In response, Facebook settled for a two-year ban the following month. Executive Nick Clegg wrote at the time that the company would re-evaluate the decision in 2023.

“At the end of this period, we will bring in experts to assess whether the risk to public safety has diminished. We will evaluate external factors, including instances of violence, restrictions on peaceful gatherings and other markers of civil unrest,” Clegg wrote. “If we determine that there is still a serious risk to public safety, we will extend the restriction for a period of time and re-evaluate until that risk has passed.”

Trump’s return to Facebook comes after his Twitter account was restored by owner Elon Musk. Musk reinstated the account after conducting an online poll.

While Trump is back on the social platforms, he may be limited in what he can do there. He now has a social platform of his own, Truth Social (modeled after Twitter, his platform of choice), and his agreement with the company says he must post exclusively on that platform first and not be able to post on other platforms until hours later.

And if he posts anything on Facebook or Instagram, whether or not the company takes further action against him, Clegg seemed aware in his blog post that it expects heavy public criticism.

“We are emphasizing these rules today because we expect that if Mr.
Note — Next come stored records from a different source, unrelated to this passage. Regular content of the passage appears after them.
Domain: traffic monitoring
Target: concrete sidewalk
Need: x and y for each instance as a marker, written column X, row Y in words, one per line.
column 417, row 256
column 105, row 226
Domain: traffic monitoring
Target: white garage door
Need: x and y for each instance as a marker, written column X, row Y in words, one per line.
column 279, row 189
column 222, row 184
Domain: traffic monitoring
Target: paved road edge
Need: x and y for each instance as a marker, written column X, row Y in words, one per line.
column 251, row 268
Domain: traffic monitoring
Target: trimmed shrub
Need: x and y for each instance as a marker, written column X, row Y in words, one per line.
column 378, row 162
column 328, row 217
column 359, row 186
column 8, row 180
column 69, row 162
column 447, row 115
Trump chooses to resume activity on our platforms, many people will be calling for us to take action against his account and the content he posts, while many others will be upset when he does. suspended again, or if some of its content is not distributed on our platforms,” he wrote. “We now want to be as clear as possible about our policies so that even in those cases where people disagree with us, they still understand the rationale for our responses.”